- Cocoa is a signature cash-crop for Ivory Coast
- US Department of Agriculture slated to invest $61 million in Ivory Coast cashew nut
- Ivory Coast economy is forecasted to expand by 6.7 percent in 2022
Ivory Coast is one of Africa’s largest farms. More than 60 per cent of the national territory is dedicated as arable agricultural land. Ivory Coast is one of the largest economies in the West African Economic and Monetary Union, and agriculture is its backbone. Cocoa production is the blood pumping through the economic veins of the Ivory Coast. The West African nation is not only the largest producer of Cocoa in the region but globally (contributing around 30 per cent).
In 2020/2021, Ivory Coast produced 2.15 million metric tonnes of cocoa beans. In Ivory Coast, the share of agriculture to the economy stood at 21.39 per cent in 2020.
The West African nation of more than 26 million people has almost two-thirds of the population employed in the agriculture sector. Ivory Coast needs to employ extensive programmes to enhance the quality and quantity of yields and processing capacity. The country produces other cash crops such as coffee, rubber, cotton, palm oils, cashew nuts and bananas.

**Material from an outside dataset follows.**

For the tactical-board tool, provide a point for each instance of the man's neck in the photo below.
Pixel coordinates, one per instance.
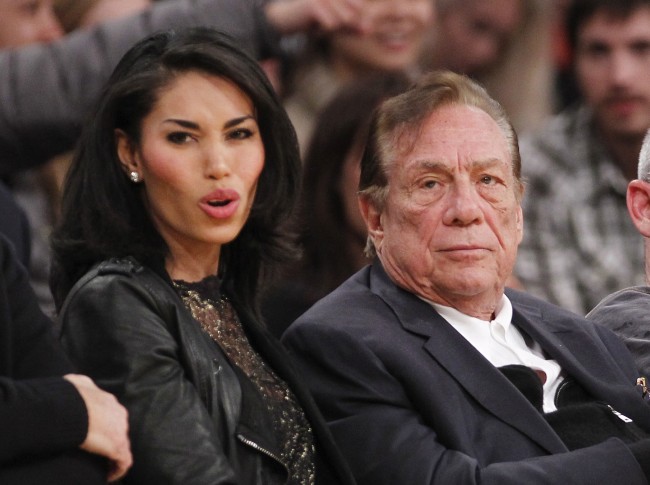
(624, 150)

“The country’s main agricultural products are exported unprocessed for the most part. The government is keen to promote the processing of cashew nuts, cocoa, palm oil (bio-fuels), and other value-added products. Domestic cashew production reached 900,000 tons in 2020, of which less than 10 per cent will likely be domestically processed. To increase local cashew processing, the Ivorian government offers an incentive of $0.69 per kg of cashew processed to companies that process cashew nuts,” according to information from the International Trade Administration.
The future of farming in Africa relies on rather stringent and relevant socio-political incentives and strategies to levitate the sector to a higher level. In this case, Ivory Coast stands to become Africa’s and global leading farmer.
Ivory Coast economy
Despite its political instability history, the Ivory Coast economy is taking a promising path to prosperity expected to grow by 7.1 per cent this year.
An economic forecast done by Focus Economics projected Ivory Coast’s GDP to expand by 6.7 per cent in 2022. A significant contribution to the economy’s welfare is expected to come from the performance of agriculture, manufacturing industries, mining, energy, transport, telecommunications and trade.
It is essential to note efforts by Ivory Coast to diversify its economy. The country has significant offshore oil and natural gas reserves. Oil giants such as Italian based Eni have already made huge discoveries—oil and gas resources. This comes after US$185 million worth of exploration investment hit Ivory Coast’s energy landscape.
The fate of farming in Ivory Coast
With the dry weather striking cocoa-producing regions for three weeks straight, damaging the quality of cocoa beans and posing a size shrinkage of the April-to-September mid-crop, still, the sector presents a high-value chance of exponential growth.
Since the beginning of the year, hot, dry weather has been raising concern regarding the fate of the highly valued cash crop.
On a broad scale, Ivory Coast is bringing new-age solutions to boost its efforts towards agricultural resiliency in this unprecedented era of climate uncertainty.
A new digital solution—a mobile app is changing the face of farming. This solution enables small scale farmers to browse through various tailored technical information and contact specialist in real-time.
Abrupt climatic changes such as drought and rising temperatures have disrupted farming seasons—thus, the app stands to help them deal with these situations effectively and in real-time. Also, the digital solution is setting up an online marketplace for producers and consumers to exchange information and trade—delivery and payment conditions issues guaranteed.
Ivory Coast has seen a fair share of funds channeled towards developing the cocoa production landscape on investment. Early in February, the US Department of Agriculture announced it would invest US$61 million in the country’s cashew industry over the course of five years (Focus Economics).
Further, the government of Ivory Coast has portrayed its commitment to the cause by sharing a plan to provide a US$20 million aid package to support local processing as only 10 per cent of the local-grown cashews are processed domestically (Focus Economics).
Like any other country, diversifying economic opportunities in a sector is a profitable imperative. There are competitive crops that stand to benefit the sector and economy of the Ivory Coast at large if relevant policies are in place.
Banking on Ivory Coast’s success story on cocoa production, the nation has the potential to capitalize on cereal and grains production, as various think tanks, including Mckinsey argue.
Ivory Coast has the experience and motivation to tap more into its agriculture potential. Cocoa beans production success story is a vivid example and an inspiring story for herself to excel higher in the sector.